The building envelope, the exterior skin, is slowly closing up. The exterior walls of the lower office area are getting pretty solid. The final exterior finish of stone veneer still needs to be put in place. The window openings are recognizable but the aluminum frames and glass are not in place.
The portion of the building that is still wide open is the high volume Gallery area on the upper level. While there are some solid walls in the Gallery, the walls consist mostly of large expanses of glass in aluminum curtain wall framing. While the framing is just beginning to go in, you can sense the transparency and views that there will be in the finished Gallery.
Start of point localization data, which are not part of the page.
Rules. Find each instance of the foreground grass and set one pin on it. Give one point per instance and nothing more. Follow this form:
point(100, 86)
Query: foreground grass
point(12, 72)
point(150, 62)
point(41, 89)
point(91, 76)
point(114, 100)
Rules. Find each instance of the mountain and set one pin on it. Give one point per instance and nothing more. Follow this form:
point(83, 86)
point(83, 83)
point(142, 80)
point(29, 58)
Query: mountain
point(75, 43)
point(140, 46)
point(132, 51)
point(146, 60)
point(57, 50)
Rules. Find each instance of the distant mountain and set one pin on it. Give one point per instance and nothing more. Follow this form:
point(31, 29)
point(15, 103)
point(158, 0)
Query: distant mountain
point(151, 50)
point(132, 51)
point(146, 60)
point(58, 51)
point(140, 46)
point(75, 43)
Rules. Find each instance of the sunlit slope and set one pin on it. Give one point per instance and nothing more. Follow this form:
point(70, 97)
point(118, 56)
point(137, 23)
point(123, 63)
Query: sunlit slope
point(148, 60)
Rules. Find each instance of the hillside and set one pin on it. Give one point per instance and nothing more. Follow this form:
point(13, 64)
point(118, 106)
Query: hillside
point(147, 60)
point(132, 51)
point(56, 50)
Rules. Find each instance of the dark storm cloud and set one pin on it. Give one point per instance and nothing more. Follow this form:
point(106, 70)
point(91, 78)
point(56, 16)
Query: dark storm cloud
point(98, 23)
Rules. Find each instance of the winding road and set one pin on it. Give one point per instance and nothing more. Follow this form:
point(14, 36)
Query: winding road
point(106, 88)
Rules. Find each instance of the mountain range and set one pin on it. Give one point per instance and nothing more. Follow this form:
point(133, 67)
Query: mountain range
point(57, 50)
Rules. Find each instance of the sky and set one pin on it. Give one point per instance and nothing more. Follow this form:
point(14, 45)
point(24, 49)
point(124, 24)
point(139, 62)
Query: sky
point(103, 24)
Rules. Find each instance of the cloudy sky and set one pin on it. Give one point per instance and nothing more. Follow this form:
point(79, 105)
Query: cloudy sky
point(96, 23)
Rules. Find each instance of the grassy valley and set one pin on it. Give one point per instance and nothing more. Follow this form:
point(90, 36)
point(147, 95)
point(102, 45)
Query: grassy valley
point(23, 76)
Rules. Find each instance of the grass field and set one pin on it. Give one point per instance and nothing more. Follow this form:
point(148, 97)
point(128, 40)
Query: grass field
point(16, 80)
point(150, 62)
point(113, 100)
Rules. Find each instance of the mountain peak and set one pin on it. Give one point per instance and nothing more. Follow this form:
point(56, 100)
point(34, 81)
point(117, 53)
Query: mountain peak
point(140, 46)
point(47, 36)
The aluminum curtain wall spans vertical distances of 20-22 feet. The north side is nearly 30 feet wide and the south side is some 56 feet wide. There is also a narrow expanse of glass on the west wall that is equal in vertical height. The cross-section of the aluminum framing for these large areas of curtain wall is 2 ½ inches wide by 11 ¼ inches deep; pretty stout. The specifications were shared in the post “Glazed Over – a frame of reference.”
You can imagine the size of these pieces of aluminum tube framing and glass. The vertical aluminum tubes are over 20 feet tall, the horizontal cross members are almost 8 feet long and the glazing pieces are roughly 3 feet tall by 8 feet wide of triple glazed glass. Moving these around the site and into place is no easy feat. Things seem to have gone pretty well on the installation of the curtain wall until we came across the photo below.
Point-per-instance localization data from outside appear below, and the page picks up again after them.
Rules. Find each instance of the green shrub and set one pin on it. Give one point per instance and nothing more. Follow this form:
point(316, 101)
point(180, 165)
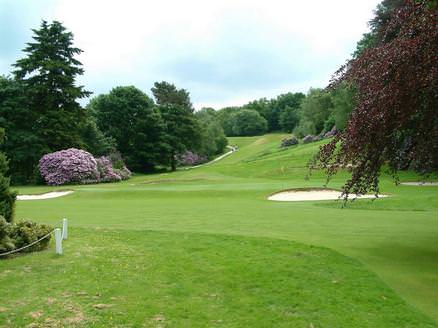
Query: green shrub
point(26, 232)
point(6, 242)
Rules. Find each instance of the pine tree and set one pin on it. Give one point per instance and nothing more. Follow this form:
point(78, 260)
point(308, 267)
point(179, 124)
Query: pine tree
point(48, 73)
point(7, 197)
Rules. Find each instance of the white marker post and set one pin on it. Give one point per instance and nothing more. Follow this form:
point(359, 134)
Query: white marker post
point(58, 241)
point(64, 229)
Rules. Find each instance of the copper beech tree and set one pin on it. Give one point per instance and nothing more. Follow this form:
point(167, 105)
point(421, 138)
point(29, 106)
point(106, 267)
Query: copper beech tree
point(395, 122)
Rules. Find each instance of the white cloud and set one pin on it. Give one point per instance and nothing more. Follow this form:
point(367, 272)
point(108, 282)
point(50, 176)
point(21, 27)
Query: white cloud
point(223, 52)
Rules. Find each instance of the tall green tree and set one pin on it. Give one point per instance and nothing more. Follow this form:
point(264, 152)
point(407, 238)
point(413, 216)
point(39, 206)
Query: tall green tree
point(248, 122)
point(22, 145)
point(314, 111)
point(183, 131)
point(53, 117)
point(7, 197)
point(129, 117)
point(213, 140)
point(343, 99)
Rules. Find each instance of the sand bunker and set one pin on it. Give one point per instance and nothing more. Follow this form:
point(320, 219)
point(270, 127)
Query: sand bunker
point(419, 183)
point(53, 194)
point(299, 195)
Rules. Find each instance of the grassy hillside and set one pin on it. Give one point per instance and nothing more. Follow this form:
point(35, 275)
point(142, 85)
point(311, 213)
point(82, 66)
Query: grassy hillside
point(204, 247)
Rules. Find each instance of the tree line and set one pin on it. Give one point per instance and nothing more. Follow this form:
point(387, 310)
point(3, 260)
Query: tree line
point(40, 113)
point(313, 113)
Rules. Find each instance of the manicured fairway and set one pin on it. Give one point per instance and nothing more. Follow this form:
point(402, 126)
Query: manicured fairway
point(162, 245)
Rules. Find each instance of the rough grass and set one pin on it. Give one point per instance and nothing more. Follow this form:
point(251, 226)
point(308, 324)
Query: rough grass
point(160, 241)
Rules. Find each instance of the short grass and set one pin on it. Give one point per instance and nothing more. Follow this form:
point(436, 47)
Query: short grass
point(204, 247)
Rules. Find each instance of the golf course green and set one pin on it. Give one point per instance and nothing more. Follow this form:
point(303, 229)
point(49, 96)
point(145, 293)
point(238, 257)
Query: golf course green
point(205, 248)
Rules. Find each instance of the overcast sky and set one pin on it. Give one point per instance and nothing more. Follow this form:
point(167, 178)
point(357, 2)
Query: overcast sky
point(223, 52)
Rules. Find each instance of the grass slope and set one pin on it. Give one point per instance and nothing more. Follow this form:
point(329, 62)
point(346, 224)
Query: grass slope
point(242, 240)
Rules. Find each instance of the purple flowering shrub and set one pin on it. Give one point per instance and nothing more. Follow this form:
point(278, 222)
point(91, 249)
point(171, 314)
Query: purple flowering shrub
point(78, 166)
point(189, 158)
point(69, 166)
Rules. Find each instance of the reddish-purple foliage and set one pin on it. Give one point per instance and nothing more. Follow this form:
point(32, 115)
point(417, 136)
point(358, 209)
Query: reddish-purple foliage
point(189, 158)
point(395, 121)
point(69, 166)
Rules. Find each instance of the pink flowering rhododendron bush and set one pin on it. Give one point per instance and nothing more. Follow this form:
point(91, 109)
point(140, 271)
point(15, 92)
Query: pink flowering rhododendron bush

The holes for the clip angles that attach the 8 foot cross members are off on one of the vertical tubes. They are off for every horizontal member from bottom to top of that tube. While mistakes happen, they must be corrected. This is an unfortunate one as the high durable finish on the tubes is a custom color that takes several weeks to order. The contractor was notified once the mistake was discovered but we are not sure how this will impact the completion of the curtain wall system. A patched and repaired tube is not acceptable for the level of quality that the Visitor Center requires.
We’ll see what path this heads down.